Le retrait de Washington et dans la foulée celui de Tel-Aviv de l’Unesco manifestent une autre forme d’injustice, diplomatique et pécuniaire celle-là. La culture, la science et l’éducation dont l’organisation onusienne - 58 États membres de plein droit - a la charge ne peut se passer de la présence en son sein des Etats-Unis, ni même de celle d’Israël. Le « modèle » onusien qui permet de siéger comme membre permanent au Conseil de sécurité sans en assumer les responsabilités diplomatiques et financières dans toutes leurs implications est injuste. Les arriérés de la contribution américaine handicapent lourdement l’action sur le terrain - elle représente chaque année environ 20 % du budget. Le précédent du retrait sous Reagan en 1984 sur lequel Bush était revenu a créé une forme d’accoutumance au va-et-vient en fonction d’intérêts nationaux qui vident de leur portée les obligations d’un engagement dans un cadre « multilatéral ». Trump s’en est fait une spécialité présentée comme une - petite - vertu. Sa remise en cause de l’Alena et ses coups de canifs successifs contre ses voisins, canadien et mexicain, le confirme. Son attitude sur l’Accord de Paris ou sur celui sur le nucléaire iranien tout autant. De quoi accélérer la perspective de sa destitution.  Il n’en reste pas moins vrai que l’Unesco comme la Commission des droits de l’Homme et nombre d’autres instances onusiennes, n’est pas exempte de critiques fondées sur son fonctionnement bureaucratique, le « gâchis » budgétaire qui le caractérise et sa propension à céder au lobbying des monarchies pétrolières du Golfe dont le Qatar pour l’Unesco et l’Arable saoudite pour la Commission des droits de l’Homme. L'Unesco vient cependant d'élire Audrey Azoulay, femme de gauche, ex. ministre de la Culture de Hollande, à sa direction générale par 30 voix contre 28. Une défaite pour le Qatar qui espérait y voir son candidat largement investi. L'issue sans doute la "meilleure" à la succession de la directrice sortante, Irina Bokova. De quoi espérer rétablir l'organisation dans ses prérogatives de protection du patrimoine mondial de l'humanité.

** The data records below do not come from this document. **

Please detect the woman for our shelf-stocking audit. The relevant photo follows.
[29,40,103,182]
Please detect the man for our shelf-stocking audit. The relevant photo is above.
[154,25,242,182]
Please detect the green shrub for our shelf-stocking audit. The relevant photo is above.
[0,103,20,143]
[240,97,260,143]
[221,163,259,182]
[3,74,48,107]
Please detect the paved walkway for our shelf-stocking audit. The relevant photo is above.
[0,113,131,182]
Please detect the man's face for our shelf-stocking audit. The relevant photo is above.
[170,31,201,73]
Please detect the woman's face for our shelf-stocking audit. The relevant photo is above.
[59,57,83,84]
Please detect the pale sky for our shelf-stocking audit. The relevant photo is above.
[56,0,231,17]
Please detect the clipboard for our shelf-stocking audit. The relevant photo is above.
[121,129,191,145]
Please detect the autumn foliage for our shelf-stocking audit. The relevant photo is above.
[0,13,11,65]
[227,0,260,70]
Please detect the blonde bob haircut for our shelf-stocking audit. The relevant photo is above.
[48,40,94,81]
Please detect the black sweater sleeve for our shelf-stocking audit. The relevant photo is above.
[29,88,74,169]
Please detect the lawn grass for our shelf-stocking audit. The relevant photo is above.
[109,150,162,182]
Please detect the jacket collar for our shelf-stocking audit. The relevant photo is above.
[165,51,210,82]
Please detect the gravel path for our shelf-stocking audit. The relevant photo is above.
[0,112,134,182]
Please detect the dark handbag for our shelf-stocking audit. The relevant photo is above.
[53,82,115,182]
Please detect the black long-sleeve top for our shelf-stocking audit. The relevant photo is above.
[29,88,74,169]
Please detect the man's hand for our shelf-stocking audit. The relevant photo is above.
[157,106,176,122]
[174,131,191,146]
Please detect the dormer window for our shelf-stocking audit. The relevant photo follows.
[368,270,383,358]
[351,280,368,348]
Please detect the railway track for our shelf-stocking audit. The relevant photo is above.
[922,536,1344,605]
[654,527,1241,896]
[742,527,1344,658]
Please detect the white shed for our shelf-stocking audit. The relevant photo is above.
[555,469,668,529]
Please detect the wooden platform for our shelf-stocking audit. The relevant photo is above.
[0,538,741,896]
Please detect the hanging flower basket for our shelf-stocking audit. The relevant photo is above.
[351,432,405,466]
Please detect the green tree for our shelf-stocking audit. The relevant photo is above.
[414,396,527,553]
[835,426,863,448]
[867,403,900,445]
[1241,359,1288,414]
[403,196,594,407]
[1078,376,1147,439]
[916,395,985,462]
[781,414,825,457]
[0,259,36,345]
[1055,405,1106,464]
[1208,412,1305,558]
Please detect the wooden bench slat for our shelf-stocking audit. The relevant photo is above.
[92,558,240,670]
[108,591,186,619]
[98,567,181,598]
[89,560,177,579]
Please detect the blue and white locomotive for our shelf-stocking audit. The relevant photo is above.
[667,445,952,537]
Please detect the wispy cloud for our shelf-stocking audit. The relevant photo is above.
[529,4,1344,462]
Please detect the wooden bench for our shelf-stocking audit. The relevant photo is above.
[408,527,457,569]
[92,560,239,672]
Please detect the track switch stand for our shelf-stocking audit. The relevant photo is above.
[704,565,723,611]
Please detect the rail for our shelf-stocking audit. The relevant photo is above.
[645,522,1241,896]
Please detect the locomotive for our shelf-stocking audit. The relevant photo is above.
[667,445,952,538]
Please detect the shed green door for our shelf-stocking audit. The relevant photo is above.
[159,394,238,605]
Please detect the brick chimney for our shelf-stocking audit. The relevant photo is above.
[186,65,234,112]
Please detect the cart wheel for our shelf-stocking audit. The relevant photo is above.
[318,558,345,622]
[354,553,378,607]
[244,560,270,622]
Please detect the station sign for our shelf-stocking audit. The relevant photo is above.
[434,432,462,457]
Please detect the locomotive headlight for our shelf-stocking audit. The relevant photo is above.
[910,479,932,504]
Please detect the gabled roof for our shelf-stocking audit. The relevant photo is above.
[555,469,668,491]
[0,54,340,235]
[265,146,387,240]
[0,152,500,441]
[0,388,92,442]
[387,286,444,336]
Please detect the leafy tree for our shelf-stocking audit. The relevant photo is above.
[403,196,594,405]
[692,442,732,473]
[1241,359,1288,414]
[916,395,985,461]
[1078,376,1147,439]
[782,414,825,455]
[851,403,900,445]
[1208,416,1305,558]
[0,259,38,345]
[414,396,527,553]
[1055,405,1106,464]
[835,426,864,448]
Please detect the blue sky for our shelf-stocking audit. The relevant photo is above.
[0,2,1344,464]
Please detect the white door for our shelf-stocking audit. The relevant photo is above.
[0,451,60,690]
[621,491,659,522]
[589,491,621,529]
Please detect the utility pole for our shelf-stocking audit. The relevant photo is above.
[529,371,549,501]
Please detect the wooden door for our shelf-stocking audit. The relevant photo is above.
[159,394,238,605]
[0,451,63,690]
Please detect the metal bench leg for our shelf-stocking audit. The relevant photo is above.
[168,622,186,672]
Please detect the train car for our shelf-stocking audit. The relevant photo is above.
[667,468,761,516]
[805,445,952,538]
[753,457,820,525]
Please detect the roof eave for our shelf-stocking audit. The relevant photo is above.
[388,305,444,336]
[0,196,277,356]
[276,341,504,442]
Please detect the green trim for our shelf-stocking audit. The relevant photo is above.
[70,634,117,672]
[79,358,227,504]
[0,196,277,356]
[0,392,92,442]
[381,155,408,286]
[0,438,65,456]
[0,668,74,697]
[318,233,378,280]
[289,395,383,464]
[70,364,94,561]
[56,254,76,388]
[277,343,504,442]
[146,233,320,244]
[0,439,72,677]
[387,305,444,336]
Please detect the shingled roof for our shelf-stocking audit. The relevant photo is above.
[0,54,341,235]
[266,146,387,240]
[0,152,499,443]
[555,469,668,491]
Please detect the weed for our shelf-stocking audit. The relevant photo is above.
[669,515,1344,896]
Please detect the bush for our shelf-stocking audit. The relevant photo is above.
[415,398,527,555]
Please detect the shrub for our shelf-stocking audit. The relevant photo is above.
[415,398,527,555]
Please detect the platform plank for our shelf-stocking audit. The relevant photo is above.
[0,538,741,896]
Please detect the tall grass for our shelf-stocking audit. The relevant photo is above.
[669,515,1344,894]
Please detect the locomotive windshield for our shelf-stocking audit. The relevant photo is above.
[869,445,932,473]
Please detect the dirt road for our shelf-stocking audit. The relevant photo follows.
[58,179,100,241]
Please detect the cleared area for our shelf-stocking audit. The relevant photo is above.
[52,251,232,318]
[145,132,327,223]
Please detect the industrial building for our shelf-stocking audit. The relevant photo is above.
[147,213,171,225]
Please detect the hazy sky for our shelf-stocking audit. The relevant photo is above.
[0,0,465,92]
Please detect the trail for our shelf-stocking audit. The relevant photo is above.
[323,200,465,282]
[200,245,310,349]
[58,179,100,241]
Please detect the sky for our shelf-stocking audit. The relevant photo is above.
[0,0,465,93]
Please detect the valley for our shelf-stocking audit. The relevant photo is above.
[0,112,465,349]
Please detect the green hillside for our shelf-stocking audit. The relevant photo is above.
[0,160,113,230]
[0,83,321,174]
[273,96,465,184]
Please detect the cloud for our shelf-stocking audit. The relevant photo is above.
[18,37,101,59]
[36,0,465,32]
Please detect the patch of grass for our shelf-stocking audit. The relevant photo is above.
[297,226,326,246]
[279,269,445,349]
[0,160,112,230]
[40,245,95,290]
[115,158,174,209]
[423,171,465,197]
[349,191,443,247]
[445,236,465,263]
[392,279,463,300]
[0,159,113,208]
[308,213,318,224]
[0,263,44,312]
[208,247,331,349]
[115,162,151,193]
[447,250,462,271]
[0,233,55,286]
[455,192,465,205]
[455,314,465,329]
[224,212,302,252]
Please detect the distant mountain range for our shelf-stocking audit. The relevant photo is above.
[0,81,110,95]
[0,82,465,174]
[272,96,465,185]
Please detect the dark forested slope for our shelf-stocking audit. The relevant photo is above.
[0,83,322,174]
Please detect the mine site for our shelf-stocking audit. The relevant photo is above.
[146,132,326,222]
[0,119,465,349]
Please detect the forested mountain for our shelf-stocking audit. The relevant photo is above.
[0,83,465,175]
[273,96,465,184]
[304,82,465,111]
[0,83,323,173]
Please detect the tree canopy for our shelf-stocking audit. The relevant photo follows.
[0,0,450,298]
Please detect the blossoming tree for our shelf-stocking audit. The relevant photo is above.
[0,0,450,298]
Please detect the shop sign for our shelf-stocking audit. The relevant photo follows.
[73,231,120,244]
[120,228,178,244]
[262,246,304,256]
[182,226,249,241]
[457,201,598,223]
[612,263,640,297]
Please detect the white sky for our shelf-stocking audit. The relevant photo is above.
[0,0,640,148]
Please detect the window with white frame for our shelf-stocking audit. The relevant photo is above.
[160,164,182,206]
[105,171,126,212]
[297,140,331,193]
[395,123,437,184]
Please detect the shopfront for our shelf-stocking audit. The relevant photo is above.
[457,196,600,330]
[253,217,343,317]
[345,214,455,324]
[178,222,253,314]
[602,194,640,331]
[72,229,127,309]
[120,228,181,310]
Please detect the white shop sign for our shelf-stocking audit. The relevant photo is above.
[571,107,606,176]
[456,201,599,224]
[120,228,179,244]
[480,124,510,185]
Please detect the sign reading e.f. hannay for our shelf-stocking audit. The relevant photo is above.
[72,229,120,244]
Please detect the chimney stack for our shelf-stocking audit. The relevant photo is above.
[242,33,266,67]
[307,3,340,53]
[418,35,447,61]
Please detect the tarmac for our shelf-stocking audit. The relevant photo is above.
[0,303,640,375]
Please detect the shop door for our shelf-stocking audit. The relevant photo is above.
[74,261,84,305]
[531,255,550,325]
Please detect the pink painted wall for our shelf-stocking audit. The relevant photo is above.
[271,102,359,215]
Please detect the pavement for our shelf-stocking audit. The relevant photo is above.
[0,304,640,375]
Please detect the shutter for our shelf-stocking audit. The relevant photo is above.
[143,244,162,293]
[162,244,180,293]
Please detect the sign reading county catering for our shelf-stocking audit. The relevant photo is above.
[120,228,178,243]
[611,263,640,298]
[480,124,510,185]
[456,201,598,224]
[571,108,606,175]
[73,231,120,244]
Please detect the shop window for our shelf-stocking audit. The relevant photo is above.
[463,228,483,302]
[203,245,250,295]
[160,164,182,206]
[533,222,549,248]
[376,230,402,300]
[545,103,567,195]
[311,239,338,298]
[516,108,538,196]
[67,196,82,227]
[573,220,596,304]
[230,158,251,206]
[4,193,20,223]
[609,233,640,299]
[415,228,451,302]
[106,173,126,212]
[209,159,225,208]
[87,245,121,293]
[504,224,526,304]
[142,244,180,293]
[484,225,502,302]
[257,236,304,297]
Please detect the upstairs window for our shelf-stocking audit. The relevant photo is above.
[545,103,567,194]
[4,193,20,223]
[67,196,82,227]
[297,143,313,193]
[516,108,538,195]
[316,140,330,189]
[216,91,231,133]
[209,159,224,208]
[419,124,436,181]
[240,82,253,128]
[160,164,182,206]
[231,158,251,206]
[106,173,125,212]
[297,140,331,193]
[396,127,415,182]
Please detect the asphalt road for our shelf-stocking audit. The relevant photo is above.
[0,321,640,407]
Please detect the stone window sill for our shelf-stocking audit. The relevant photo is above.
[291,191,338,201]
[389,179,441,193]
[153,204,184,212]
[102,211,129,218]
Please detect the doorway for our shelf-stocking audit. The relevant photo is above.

Injustice toujours avec le nombre de décès prématurés liés à la pollution atmosphérique mis en évidence dans le rapport 2017 de l’Agence européenne de l’environnement (AEE). 520 400 disparitions en Europe dont 487 600 dans l’Union en 2014. Outre l’aspect humain, le« coût » économique est préjudiciable à l’intérêt général. Des pays comme la Pologne - 48 690 décès prématurés -, l’Allemagne - 81 660 - la France - 45 840 - sont aux premières loges de cette hécatombe. Elle est le produit du laisser-faire en matière de pollution imputable aux transports en général et en particulier à la voiture en ville. Les particules fines diminuent - moteurs et filtres plus performants - mais les concentrations en dioxyde d’azote et l’ozone troposhérique augmentent. La population urbaine exposée à ces polluants représenterait 7 % de l’ensemble selon les normes européennes réputées laxistes… mais 82 % selon les critères de référence de l’OMS. C’est pourquoi les décisions de Anne Hidalgo et du Conseil de Paris doivent être saluées et soutenues contre les lobbies et la complaisance d’autres élus qui ne font rien ou presque rien pour limiter le fléau. La perspective d’une interdiction des voitures non électriques en 2030 dans la capitale est absolument justifiée. Elle doit s’accompagner d’une politique plus ferme - révision des normes,  sanction des pollueurs - et plus incitative - équipement, primes - de l’État dans les 22 métropoles sur l’ensemble du territoire avec un relais, une projection au plan européen où les avancées de plusieurs régions donnent la mesure de ce qui est possible. Pour peu évidemment que les lobbies de l’automobile soient contraints ce qui est plus aisément « praticable » à cette échelle qu’à celle des entités nationales. Le ministère correspondant du gouvernement Philippe ne semble pas en phase avec cette exigence qui vise à éviter des pertes humaines et dont la « rentabilité » économique en matière de santé publique et de développement urbain n’est guère contestable. Qu’attend Nicolas Hulot pour porter une politique plus « juste » en la matière ?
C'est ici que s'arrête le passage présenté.